Friday 21 June 2019

Good Omens by Neil Gaiman and Terry Pratchett

This book is genuinely rip-snortingly funny.  I may occasionally raise a wry grin or even a subdued chuckle at a book but this one had me guffawing all over the place, so much so my other half banned me from taking this one in to work to read - fearing, I think, they would think I had lost my last fragile grip on sanity.  The humour is relentlessly British which has a strange sort of comfort to it and there is no attempt made to gussie things up or explain them for a non-British audience.  Not only did the strength of the humour surprise me but the book does not read like a collaboration at all, it has a distinct voice with the odd bit that makes you go clearly a Gaiman idea or I can see Pratchett all over that thought.  The writing blends seamlessly together and you get the idea that the authors had an absolute blast creating this version of our world.

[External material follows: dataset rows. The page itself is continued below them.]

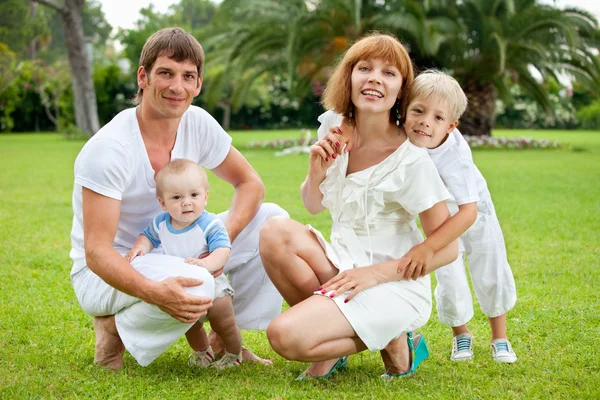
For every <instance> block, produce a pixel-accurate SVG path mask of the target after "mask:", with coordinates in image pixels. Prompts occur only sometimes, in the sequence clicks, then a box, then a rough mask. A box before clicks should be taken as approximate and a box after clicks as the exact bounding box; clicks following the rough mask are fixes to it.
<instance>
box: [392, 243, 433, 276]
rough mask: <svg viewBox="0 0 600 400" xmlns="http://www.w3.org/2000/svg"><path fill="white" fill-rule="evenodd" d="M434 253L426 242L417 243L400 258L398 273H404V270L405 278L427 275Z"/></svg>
mask: <svg viewBox="0 0 600 400" xmlns="http://www.w3.org/2000/svg"><path fill="white" fill-rule="evenodd" d="M434 253H435V252H434V251H433V249H432V248H431V247H429V246H428V245H427V244H426V242H423V243H421V244H418V245H416V246H415V247H413V248H412V249H410V250H409V252H408V253H406V254H405V255H404V256H403V257H402V258H401V259H400V260H399V265H398V270H397V271H398V273H399V274H402V272H403V271H404V273H403V274H402V275H403V277H404V279H412V280H415V279H418V278H420V277H422V276H425V275H427V271H428V267H429V264H430V263H431V260H432V259H433V254H434Z"/></svg>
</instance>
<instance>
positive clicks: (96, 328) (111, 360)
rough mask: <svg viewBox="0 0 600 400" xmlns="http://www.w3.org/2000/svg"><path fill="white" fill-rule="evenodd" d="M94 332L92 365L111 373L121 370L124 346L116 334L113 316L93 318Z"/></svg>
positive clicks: (118, 334) (118, 333) (121, 341)
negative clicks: (95, 364) (93, 320)
mask: <svg viewBox="0 0 600 400" xmlns="http://www.w3.org/2000/svg"><path fill="white" fill-rule="evenodd" d="M94 331H96V351H95V354H94V363H95V364H98V365H101V366H103V367H105V368H108V369H111V370H113V371H116V370H118V369H119V368H122V367H123V355H124V354H125V346H124V345H123V342H122V341H121V338H120V337H119V332H117V326H116V325H115V316H114V315H109V316H108V317H94Z"/></svg>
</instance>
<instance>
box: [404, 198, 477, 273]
mask: <svg viewBox="0 0 600 400" xmlns="http://www.w3.org/2000/svg"><path fill="white" fill-rule="evenodd" d="M476 219H477V203H467V204H462V205H460V206H458V212H457V213H456V214H454V215H453V216H452V217H451V218H450V219H448V220H447V221H446V222H445V223H444V224H443V225H442V226H441V227H439V229H437V230H435V231H433V232H429V233H428V232H425V234H426V235H427V239H426V240H425V241H424V242H423V243H420V244H418V245H416V246H415V247H413V248H412V249H410V251H409V252H408V253H406V255H405V256H404V257H403V259H404V260H406V261H407V262H409V263H412V264H413V265H414V266H415V268H414V269H415V270H421V271H423V274H425V273H429V272H432V271H434V270H436V269H437V268H439V266H430V263H431V262H432V259H433V256H434V254H435V253H436V252H437V251H438V250H440V249H442V248H444V247H445V246H447V245H448V244H449V243H451V242H452V241H454V240H456V239H458V238H459V237H460V235H462V234H463V233H464V232H465V231H466V230H467V229H469V227H470V226H471V225H473V223H474V222H475V220H476ZM421 223H423V220H421ZM423 230H425V226H423ZM444 265H445V264H444ZM406 273H407V275H406V276H405V277H406V279H408V278H409V277H410V275H408V273H409V269H407V272H406ZM419 276H422V274H420V275H413V279H416V278H418V277H419Z"/></svg>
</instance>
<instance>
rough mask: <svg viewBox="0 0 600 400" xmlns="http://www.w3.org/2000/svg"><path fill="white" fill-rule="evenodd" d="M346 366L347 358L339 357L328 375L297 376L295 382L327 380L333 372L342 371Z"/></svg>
mask: <svg viewBox="0 0 600 400" xmlns="http://www.w3.org/2000/svg"><path fill="white" fill-rule="evenodd" d="M347 365H348V356H343V357H340V358H339V359H338V360H337V362H336V363H335V364H334V365H333V367H331V369H330V370H329V372H328V373H326V374H325V375H304V374H303V373H302V374H300V375H298V377H297V378H296V380H297V381H303V380H305V379H324V378H329V377H330V376H331V375H332V374H333V373H334V372H335V371H338V370H342V369H344V368H346V366H347Z"/></svg>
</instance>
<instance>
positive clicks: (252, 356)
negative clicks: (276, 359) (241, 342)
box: [242, 346, 273, 366]
mask: <svg viewBox="0 0 600 400" xmlns="http://www.w3.org/2000/svg"><path fill="white" fill-rule="evenodd" d="M242 360H244V361H245V362H253V363H257V364H262V365H268V366H272V365H273V361H271V360H269V359H267V358H260V357H259V356H257V355H256V354H254V353H253V352H252V351H251V350H249V349H247V348H245V347H244V346H242Z"/></svg>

I did find it went off the boil a little bit towards to the end - a bit too much Newt Pulsifer and not enough Aziraphale or Crowley, but that is a minor niggle.  But it does point to the fact that it was the back and forth between the Angel and the Demon that made this one for me.  Having spent so long putting up with Humanity on the Earth they have become rather fond of them and don't really want to see them destroyed so when the call comes in from their diametrically opposed Heads Of Department that Armageddon is due both of them feel a sinking sense of disappointment and get their heads together to see if they can divert the ineffability of it all.  Fortunately, thanks to Sister Mary Locquacious, the Anti-Christ seems to have gone missing and without him things are going to be a bit tricky to get going.  Still, the Four Bikers Of The Apocalypse are primed and ready so there's that going for the Great Plan.

I could spend hours dissecting this book and reeling off favourite passages and little tics that pleased me.  I shall, for once, refrain.  Apart from saying that the fact The Devil gets the M25, Manchester and Glasgow makes an awful lot of sense - I work in the Transport Industry and the M25 strikes dread in to all our hearts; I'm from Lancashire and Manchester is, well, Manchester (enough said); I'm married to a Glaswegian.  Finally it makes sense, it's all Crowley's fault!

The interplay between the characters is superbly written and the story sucks you right in.  I am sure there is much I missed as I didn't so much read this book as absorb it over two sittings.  Sadly these two sittings were a week apart.

My big issue now is whether or not to watch the serialisation of the book.